CBS hasn’t had the NFL luxury yet in its fee battle with Time Warner Cable that has brought a blackout in millions of homes. But the number of households affected isn't nearly as many as could be left without ESPN and maybe other Disney programming in the ESPN-Dish fight.

How much is at stake? Billions of dollars. Testimony indicated Dish is paying an average of more than $5 a month per subscriber for ESPN. Under, say, an eight-year deal with an annual increase of 5%, Dish would be paying well over $7 a month per subscriber at the end of the contract. At a 6% rate, it would end up owing just about $8."

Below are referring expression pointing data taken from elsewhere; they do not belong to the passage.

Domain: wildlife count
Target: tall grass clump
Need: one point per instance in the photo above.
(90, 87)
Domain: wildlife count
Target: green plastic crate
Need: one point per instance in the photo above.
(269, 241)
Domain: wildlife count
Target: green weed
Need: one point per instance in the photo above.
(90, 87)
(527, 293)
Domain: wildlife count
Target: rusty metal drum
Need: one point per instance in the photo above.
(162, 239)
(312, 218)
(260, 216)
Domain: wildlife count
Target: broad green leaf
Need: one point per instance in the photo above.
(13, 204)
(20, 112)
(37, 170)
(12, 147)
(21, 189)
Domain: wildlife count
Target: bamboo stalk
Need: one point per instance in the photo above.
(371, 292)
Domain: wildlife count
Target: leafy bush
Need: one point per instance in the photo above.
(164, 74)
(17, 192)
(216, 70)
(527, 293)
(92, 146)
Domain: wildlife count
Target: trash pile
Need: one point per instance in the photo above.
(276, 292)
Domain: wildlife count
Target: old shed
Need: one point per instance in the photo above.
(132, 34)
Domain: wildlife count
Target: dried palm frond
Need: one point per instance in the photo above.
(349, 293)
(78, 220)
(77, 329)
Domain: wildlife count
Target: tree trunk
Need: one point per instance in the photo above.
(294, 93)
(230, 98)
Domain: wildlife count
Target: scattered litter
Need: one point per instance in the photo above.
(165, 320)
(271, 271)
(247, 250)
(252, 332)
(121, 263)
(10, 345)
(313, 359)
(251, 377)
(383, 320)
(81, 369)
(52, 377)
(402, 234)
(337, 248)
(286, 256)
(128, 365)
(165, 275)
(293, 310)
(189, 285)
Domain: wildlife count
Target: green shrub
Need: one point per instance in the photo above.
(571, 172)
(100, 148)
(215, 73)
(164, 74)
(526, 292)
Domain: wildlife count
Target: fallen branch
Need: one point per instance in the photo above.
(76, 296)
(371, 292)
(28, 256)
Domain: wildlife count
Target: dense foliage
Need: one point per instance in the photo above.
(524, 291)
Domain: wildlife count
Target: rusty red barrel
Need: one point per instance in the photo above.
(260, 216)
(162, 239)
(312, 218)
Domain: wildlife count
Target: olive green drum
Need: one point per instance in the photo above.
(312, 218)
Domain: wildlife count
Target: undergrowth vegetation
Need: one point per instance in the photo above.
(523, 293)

Will the Dish-ESPN relationship go the way of Time Warner Cable and CBS, who are currently battling it out in public over subscriber fees?  Just how much can ESPN charge for distribution before these providers say enough is enough?  Keep in mind ESPN costs about 5 times the next most expensive cable network to carry at over $5 per month per subscriber.  Considering they just tried to squeeze pennies out of ESPN in a lawsuit, will Dish be content to carry ESPN at an even higher rate?  Anyone who remembers Dish's ugly dispute with AMC knows they're willing to play hardball.

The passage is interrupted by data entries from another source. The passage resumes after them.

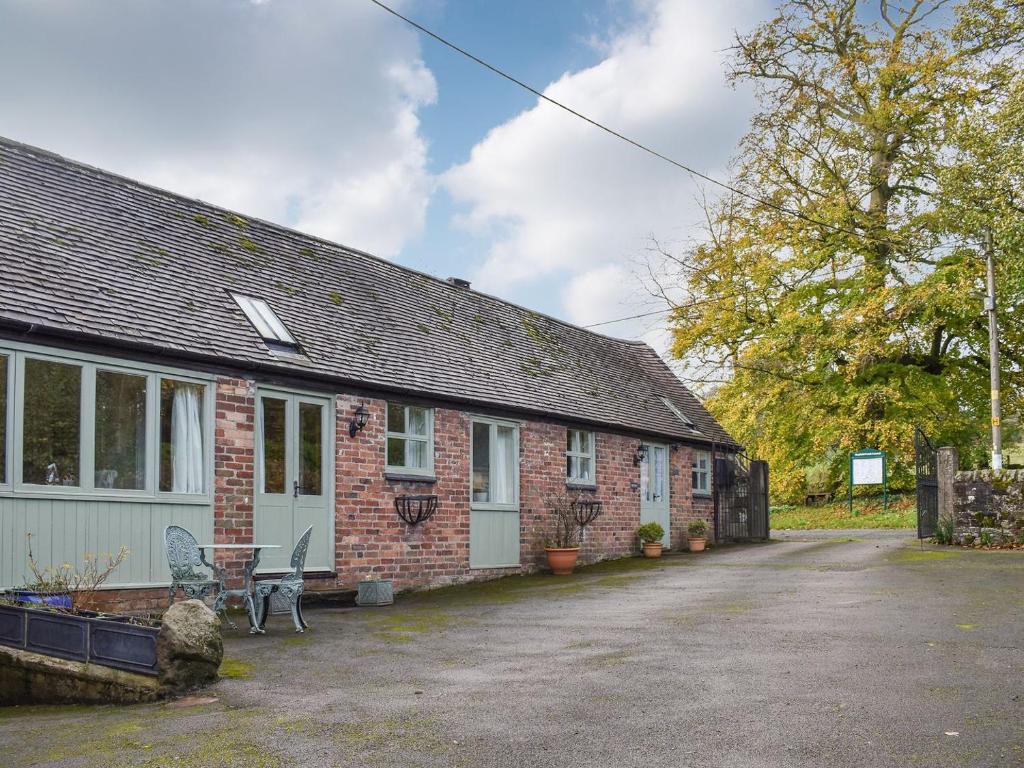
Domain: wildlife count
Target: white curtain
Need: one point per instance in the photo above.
(658, 473)
(186, 441)
(502, 473)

In fact, Dish chairman Charlie Ergen said on an earnings call he may do exactly that with not just ESPN, but all the Disney owned networks including ABC.  Via Variety:

“We’ll work first and foremost to find a deal with Disney that makes sense for our customers,” Ergen said on the company’s earnings call this week. “If we get that deal, we’ll do it. If we don’t get that deal, we’ll part ways — simple as that.”

Watch these negotiations carefully.  The debate over a sports rights bubble and questions regarding a la carte cable pricing are in the forefront of many minds within the industry.  Hostile standoffs between networks and distributors are reaching critical mass.  Dish and ESPN/ABC appears to be the next faceoff that will have an impact on viewers.

In the end, sports fans are left in the middle of these multimillion and billion dollar companies seeing which one will blink first over fees.  If Dish plays hardball with ESPN, perhaps that will inspire other distributors to do the same over rising costs.  It may also cause those competitors to capitalize and look to get Dish customers who are sports fans to switch providers.  

In these next round of negotiations, we may begin to finally get some answers to the what the future of televised sports and cable television will look like.  We may finally see whether or not the sports rights bubble is a myth and a la carte cable pricing is a red herring.  And it will begin and end with ESPN as the biggest kid on the block.